RALEIGH, N.C. (WNCN) – Parker Marr may play piano like other teenagers but he’s not a typical 18-year-old.

Celeste and Henry Marr, Parker’s parents said their son began having seizures at eight months.

“Then at 2, we got the diagnosis of developmentally delayed and at 2-and-a-half, we go the autism diagnosis,” Celeste Marr said.

The Marrs not only found themselves learning how to raise their first child, but one with a disability.

“It was the hardest thing I’ve ever done, but also the most wonderful and sometimes challenging things bring you closer together,” Celeste Marr said.

One of the things that has helped the Marrs along in this journey has been the Tammy Lynn Center and their respite care program.

“What Tammy Lynn Center does is provide that trained staff to go into that home so that family member, that family unit, whatever that looks like they can go out, get their lives done and they have a trained support staff with their loved one,” said Holly Richard, president and CEO, Tammy Lynn Center.

Richard heads the Center that serves children and adults of any age who have developmental or intellectual disabilities.
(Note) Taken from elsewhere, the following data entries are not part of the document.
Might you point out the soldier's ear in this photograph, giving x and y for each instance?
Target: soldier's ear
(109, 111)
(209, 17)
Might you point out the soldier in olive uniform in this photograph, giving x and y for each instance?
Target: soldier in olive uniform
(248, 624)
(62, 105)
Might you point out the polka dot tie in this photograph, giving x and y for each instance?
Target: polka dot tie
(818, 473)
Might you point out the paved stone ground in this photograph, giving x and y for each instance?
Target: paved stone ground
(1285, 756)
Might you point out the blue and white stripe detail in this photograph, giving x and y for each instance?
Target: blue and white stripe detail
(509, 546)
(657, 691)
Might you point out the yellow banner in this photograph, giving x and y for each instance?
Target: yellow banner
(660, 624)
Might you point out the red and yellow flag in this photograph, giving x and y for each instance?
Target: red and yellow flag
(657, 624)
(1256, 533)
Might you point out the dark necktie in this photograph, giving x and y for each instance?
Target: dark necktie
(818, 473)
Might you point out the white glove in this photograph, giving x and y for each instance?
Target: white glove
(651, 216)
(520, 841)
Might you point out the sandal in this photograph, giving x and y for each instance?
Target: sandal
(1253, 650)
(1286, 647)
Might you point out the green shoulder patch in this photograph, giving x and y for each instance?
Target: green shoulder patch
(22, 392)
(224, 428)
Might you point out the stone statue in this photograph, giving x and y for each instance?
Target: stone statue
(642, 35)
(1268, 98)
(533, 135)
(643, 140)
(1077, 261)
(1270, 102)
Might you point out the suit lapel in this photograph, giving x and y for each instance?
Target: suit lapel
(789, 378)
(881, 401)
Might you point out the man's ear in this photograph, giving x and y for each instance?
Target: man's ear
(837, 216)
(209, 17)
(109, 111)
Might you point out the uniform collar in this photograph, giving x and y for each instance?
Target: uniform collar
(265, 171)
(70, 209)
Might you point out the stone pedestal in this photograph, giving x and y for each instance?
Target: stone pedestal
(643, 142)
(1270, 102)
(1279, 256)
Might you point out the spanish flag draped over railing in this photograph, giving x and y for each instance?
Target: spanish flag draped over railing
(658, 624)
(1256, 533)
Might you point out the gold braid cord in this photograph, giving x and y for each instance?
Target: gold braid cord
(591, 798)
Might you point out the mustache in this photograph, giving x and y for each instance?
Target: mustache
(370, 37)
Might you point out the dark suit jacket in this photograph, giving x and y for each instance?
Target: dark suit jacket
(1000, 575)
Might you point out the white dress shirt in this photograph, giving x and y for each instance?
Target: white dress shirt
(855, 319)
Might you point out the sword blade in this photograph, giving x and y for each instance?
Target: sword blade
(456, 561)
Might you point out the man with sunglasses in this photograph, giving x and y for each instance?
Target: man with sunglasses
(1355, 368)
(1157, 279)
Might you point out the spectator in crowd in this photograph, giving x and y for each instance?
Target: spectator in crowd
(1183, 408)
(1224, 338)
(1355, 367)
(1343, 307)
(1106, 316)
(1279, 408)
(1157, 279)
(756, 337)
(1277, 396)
“Our founding families all had children with special needs and in the 60s, children didn’t even have the right to public education so you can imagine how difficult it was,” Richard said.

While the Center has come a long way since being founded in the basement of Greenforest Baptist Church in Cary in 1969, the more than 400 families they serve today are very thankful.

“We have this awesome teenager who’s sweet and kind and he’s like a 4- or 5-year-old, he likes Mickey Mouse and how many parents of teenagers can say that?” Celeste Marr said.